= Nin Jiom Pei Pa Koa =

Chinese herbal throat remedy

The logo of King To Nin Jiom (read from right to left)

King-to Nin Jiom Pei Pa Koa (京都念慈菴川貝枇杷膏 (ging1 dou1 nim6 ci4 am1 cyun1 bui3 pei4 paa4 gou1, Jīngdū niàn cí ān chuānbèi pípá gāo)), commonly known as Nin Jiom Pei Pa Koa or simply Nin Jiom Herbal Cough Syrup, is a Chinese patent medicine used for the relief of sore throat, coughs, hoarseness and aphonia. It is a throat demulcent and expectorant.

The brand diversified to also produce a number of other Chinese patent medicines such as Sho-saiko-to and Siwu Tang in 1993. It started producing throat lozenges in 1997 based on the original syrup. A sugar-free version of the original syrup was released in 2025.

==Name==
The name is in Cantonese. In the name of the company, king-to means "capital", referring to Beijing, and nin jiom means "in memory of my mother"; hence, it stresses the important virtue of filial piety. In Pei Pa Koa, pei pa is Cantonese for "loquat", while koa (}) means "syrup", though it is unclear how the spelling came to be (one suggestion is Hokkien: 膏仔 (ko-á)).

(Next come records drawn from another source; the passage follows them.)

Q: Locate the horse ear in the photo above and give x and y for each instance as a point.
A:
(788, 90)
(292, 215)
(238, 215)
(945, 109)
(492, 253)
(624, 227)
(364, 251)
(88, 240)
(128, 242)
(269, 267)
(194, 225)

The product is marketed under the brand name Cap Ibu dan Anak (Malay for "Mother and Son Brand", referring to the brand's logo) in Malaysia, Singapore and Indonesia, also acronymed as OBIDA (as in Obat Batuk Ibu dan Anak) in the lattermost country.

==History==
The formula for pei pa koa was reportedly created by Ip Tin-see, a Qing dynasty physician born in 1680. Ip was asked by county commander Yang Chin to treat his mother's persistent cough. They were so impressed that they created a factory to mass-produce it. In 1946, the Yang family sold the business to Tse Sui-bong, a medicine practitioner, who founded the Nin Jiom Medicine Manufactory. The company was formally incorporated in 1962, and continue to manufacture and sell the product worldwide. The headquarters of the company are located in Hong Kong and Taoyuan, Taiwan.

Availability and marketing of the product expanded in the 1980s, and today it is easily found in North America, most often in Chinese groceries and herbal stores.

Pei pa koa had annual sales of HK$350 million in 2014.

==Effectiveness==
A China Academy of Traditional Chinese Medicine study published in a 1994 article, Pharmacological studies of nin jion pei pa koa, states that the syrup had significant cough-relieving and sputum-removing effects. In four acute or sub-acute inflammatory models, the anti-inflammatory effect was marked.

==Composition==
Pei pa koa is made up of a blend of herbal ingredients including the fritillary bulb (Bulbus fritillariae cirrhosae, 川貝母), loquat leaf (Eriobotrya japonica, 枇鈀葉), fourleaf ladybell root (Adenophora tetraphylla, 南沙參), Indian bread (Wolfiporia extensa, 茯苓), pomelo peel (Citrus maxima, 化橘紅), chinese bellflower root (Platycodon grandiflorum, 桔梗), prepared pinellia rhizome (Pinellia ternata, 半夏), Schisandra seed (Schisandra chinensis, 五味子), Trichosanthes seed (Trichosanthes kirilowii, 栝蔞), coltsfoot flower (Tussilago farfara, 款冬花), Thinleaf Milkwort root (Polygala tenuifolia, 遠志), bitter apricot kernel (Prunus armeniaca, 苦杏仁), fresh ginger (Zingiber officinale, 生薑), licorice root (Glycyrrhiza uralensis, 甘草), and menthol in a syrup and honey base.